KUTLU GEZİ
4
Gitmek için izin almıştık. Biraz ayak sürterek akşam çorbasına kaldık.
Acılı çorbayı yeşil soğanla takviye ederek bir güzel yedik. Çok hoş olmuştu.
Hava sıcaktı. Arabanın kalkışını serin bir yerde bekledik.
Dönüyoruz. Akşam namazında Silivri’deyiz. Bir camiye vardık tuvaletleri yok.
Namaza daha var. Başka bir cami aramak üzere Silivri’nin merkezine girdik.
Tarihi Kurşunlu Camiine vardık. Güzel, mutena bir camii ama onun da yeni
tuvaletleri rögardan aşağıda kaldığı için yıkılmış ve yenisi henüz yapılmamış.
Nasrettin Hoca bize oyun yapıyor herhalde. Kızının mezarı karşılıyor biz
hamamın hemen yanında.
Dualar ettik. Akşam namazını orada kıldık. Yunus
Emre’nin de memleketi burası. Onu da hayırla yad ediyoruz. Kaç defa kıyısından
geçtiğim ve hep merak ettiğim bu ilçeyi bu iki büyük manevi mimarlarından
dolayı çok seviyordum. Sonunda kavuştum. Şirin bir ilçeydi burası. Küçüktü,
küçük olduğu kadar sevimliydi. Bazı arkadaşlar şehir efsaneleri üreterek bizi
korkutmaya çalıyorlardı.
Burada kim vurduya giden insanlar oluyordu güya. Hadi
çabuk gidelim diyorlardı. Ben ihtimal vermiyordum.
Güzel bir tarihi çeşmesi vardı. Suyu şarıl şarıl akıyordu. Suyundan içtik.
Küçük abdeste sıkışmıştım. Yakındaki diğer camiye vardık. Onun tuvaleti vardı.
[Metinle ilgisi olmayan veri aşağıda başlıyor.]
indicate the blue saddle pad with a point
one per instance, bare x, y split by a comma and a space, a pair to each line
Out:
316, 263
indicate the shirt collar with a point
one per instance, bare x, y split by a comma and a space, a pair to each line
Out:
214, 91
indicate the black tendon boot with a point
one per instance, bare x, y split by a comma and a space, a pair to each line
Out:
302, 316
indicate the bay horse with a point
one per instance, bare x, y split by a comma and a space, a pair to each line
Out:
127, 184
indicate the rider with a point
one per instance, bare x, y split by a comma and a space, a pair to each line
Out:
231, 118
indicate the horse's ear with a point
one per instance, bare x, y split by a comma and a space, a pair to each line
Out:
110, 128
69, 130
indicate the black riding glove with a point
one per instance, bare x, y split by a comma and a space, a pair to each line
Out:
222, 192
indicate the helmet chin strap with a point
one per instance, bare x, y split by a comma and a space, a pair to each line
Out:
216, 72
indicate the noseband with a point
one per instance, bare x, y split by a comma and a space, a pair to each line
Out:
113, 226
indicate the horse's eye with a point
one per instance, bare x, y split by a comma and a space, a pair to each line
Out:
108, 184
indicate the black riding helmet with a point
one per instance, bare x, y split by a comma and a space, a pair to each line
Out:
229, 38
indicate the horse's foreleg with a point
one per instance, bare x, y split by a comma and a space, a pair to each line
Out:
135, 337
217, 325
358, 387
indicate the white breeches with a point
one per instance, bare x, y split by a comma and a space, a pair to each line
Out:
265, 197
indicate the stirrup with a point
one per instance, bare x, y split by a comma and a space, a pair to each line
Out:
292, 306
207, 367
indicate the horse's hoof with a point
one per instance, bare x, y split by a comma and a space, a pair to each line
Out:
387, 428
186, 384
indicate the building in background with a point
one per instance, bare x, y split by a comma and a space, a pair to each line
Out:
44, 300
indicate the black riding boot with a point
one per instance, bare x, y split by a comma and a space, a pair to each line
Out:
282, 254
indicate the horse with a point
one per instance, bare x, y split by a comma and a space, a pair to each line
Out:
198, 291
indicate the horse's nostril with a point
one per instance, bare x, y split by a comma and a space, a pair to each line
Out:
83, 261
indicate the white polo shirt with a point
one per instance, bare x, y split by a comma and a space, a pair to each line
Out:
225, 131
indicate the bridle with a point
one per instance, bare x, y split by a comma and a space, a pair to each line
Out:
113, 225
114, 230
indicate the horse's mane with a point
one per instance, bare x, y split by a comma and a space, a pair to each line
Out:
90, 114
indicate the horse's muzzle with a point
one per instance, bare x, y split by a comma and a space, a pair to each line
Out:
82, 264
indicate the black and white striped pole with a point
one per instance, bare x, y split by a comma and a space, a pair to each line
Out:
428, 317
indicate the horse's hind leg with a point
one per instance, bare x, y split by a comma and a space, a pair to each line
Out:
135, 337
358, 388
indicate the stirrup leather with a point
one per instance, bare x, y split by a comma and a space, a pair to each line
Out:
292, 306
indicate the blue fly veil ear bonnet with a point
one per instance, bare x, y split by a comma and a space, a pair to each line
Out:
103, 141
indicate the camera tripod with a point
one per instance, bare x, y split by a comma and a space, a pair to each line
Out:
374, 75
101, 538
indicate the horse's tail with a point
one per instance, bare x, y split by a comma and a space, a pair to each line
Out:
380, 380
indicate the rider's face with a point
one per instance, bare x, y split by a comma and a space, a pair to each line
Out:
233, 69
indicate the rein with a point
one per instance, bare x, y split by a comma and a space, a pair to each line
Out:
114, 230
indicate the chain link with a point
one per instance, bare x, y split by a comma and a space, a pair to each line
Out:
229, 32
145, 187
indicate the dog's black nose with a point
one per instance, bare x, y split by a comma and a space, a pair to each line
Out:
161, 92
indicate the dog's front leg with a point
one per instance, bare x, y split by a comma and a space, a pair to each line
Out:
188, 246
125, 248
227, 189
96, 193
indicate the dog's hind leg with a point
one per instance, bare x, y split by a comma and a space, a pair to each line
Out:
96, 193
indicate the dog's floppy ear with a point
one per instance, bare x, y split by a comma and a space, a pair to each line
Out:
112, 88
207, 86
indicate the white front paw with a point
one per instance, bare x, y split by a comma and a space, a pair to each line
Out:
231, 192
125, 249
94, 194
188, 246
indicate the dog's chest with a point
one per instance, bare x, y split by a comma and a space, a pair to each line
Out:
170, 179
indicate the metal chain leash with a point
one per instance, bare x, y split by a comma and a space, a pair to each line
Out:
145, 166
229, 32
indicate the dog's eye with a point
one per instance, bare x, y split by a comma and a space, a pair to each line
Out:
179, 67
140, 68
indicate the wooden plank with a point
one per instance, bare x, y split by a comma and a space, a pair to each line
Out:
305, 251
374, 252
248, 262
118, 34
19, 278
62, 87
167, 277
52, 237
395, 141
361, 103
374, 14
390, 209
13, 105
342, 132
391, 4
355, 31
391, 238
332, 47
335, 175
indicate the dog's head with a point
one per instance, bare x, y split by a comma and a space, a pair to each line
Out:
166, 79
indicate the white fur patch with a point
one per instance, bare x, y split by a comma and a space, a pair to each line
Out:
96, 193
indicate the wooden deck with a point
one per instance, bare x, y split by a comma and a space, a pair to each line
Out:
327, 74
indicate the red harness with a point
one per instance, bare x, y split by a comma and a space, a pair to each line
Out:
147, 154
Cami de küçük mü küçük. İhtiyacımızı giderdik.
Bu Camiyi de sevdim. Ben zaten
bu küçük camileri çok samimi ve sıcak bulurum oldum olası.
Arkadaşın bir çay içmek istedi ben kabul etmedim o izin alarak gitti. Bayat bir
çayla nefsini köreltmişti döndüğünde kendi ifadesine göre. Arabaya doluştuk
toplanınca. Acıkmıştık, nevalelerimizi yedik. Abdülbaki köydeki pastaneden
börek almıştı. Bana da vermek istiyordu. Sonra dedim. Benim nevalem fazlaydı.
Hem dağıtmış hem kendimi doyurmuştum. Kuru yemişleri geri getirmek
istemiyordum. Arkadaşlarla paylaşarak afiyetle yedik ve bitirmiştik.
Dönüşte tam da dediğim gibi bayağı geç kalmıştık. Özel taksisiyle gelen
arkadaşlardan bazıları bile erken hareket etmişlerdi. Biz şimdi evlerimize
nasıl varacağımızı düşünüyorduk. Otobüsün şehrin içine girmesine ve oradan
şehrin batısına kadar varması gerektiğine karar verildi. Ben zaten şoförün
evinin güzergahında oluğum için sorun etmiyordum.
Koyu bir sohbete daldık. Yol çabuk bitiyordu. Ertesi gün tatil olduğu için
sorun etmiyordum. Oğlana telefon ettim beni yol güzergahından alacaktı.
Mutluyduk manevi bir yolculuk olmuştu. İyi ki bu yolculuğa çıkmıştık. Ne kadar
ihtiyacım vardı. Gitmeden önce kalbimden geçmişti. Zuhurat oldu. Çok uygun bir
zamandı.
Bu manevi yolculuğa ne kadar da ihtiyacım varmış, gidip döndükten sonra
anladım. Bu manevi iklimlerden bir esinti olmadan yaşamak ne kadar zordu. Allah
dostlarının kuşatıcı iklimi teneffüs etmek ne güzel ne hoştu. Onları bir kere
bile görmek bir ömre bedeldi. Onlar çağımızın Yunus Emre’si, Hacı Bayram-ı
Veli’si, Hacı Bektaş-ı Velileriydiler. Ve insanlığın onlara ihtiyacı su kadar
ekmek kadar hayatiydi.
İyi ki varsınız. İyi ki onlar var. Olmasaydılar yaşamak tam bir azap, dünya tam bir zindan olurdu.